Sa rédaction décide de tout, car une clause de benchmark mal écrite est inopérante avec élégance. Cinq points la font tenir. Le déclenchement : qui peut demander le benchmark, à quelle fréquence, à partir de quand (souvent après une période initiale). Le tiers évaluateur : un benchmarker indépendant, choisi selon une procédure définie, plutôt qu’un débat d’études contradictoires. La méthode : périmètre comparé, panel de référence, normalisation des écarts (volumes, niveaux de service, périmètre géographique) ; c’est le terrain de contestation favori des fournisseurs. La conséquence : et c’est le point décisif, l’écart constaté doit produire un effet défini : réalignement automatique au-delà d’un seuil, négociation encadrée avec faculté de résiliation en cas d’échec ; un benchmark purement informatif documente le problème sans le résoudre.

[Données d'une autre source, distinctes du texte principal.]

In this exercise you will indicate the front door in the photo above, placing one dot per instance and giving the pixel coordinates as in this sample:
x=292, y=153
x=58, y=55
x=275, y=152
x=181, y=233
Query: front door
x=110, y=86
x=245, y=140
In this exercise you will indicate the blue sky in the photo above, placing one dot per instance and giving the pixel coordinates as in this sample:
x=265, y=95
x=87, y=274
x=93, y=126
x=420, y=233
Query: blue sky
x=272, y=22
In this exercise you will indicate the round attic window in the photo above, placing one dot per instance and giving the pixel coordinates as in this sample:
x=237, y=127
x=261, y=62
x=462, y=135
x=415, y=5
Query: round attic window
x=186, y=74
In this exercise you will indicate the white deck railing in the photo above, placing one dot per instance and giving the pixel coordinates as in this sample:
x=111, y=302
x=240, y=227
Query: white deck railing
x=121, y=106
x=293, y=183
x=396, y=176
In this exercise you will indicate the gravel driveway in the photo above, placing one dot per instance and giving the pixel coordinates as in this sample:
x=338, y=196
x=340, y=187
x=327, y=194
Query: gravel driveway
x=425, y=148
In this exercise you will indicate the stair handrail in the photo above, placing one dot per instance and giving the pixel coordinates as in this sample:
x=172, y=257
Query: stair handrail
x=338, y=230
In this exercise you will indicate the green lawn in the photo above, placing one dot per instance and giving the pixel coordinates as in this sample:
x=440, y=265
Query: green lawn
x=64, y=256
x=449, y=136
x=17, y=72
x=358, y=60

Les coûts : répartition définie, parfois conditionnée au résultat.

Comme tous les droits à exercice volontaire, la clause vaut par son usage : les portefeuilles de contrats d’externalisation contiennent des clauses de benchmark jamais activées, par oubli ou par crainte de tendre la relation. Les organisations qui en tirent valeur les inscrivent dans leur calendrier contractuel comme des échéances, au même titre que les fenêtres de renégociation.

Exemple concret

Quatre ans après la signature d’un contrat d’infogérance de sept ans, un client active sa clause de benchmark. Le tiers évaluateur conclut à un écart de 14 % au-dessus du marché sur le périmètre comparable. La clause prévoyait un réalignement négocié sous trois mois avec faculté de résiliation sans indemnité en cas d’échec : l’accord se fait à moins 11 %, soit 600 000 euros par an. La clause dormait dans le contrat depuis le premier jour ; seule son activation a créé la valeur.

Question fréquente

Les fournisseurs acceptent-ils les clauses de benchmark ?

Sur les contrats longs et significatifs, oui, c’est une demande de place, mais ils en négocient les paramètres : fréquence limitée, période initiale protégée, méthode de normalisation, effet non automatique. La vigilance du client porte sur la conséquence de l’écart : sans effet contraignant défini, la clause est un rituel sans enjeu.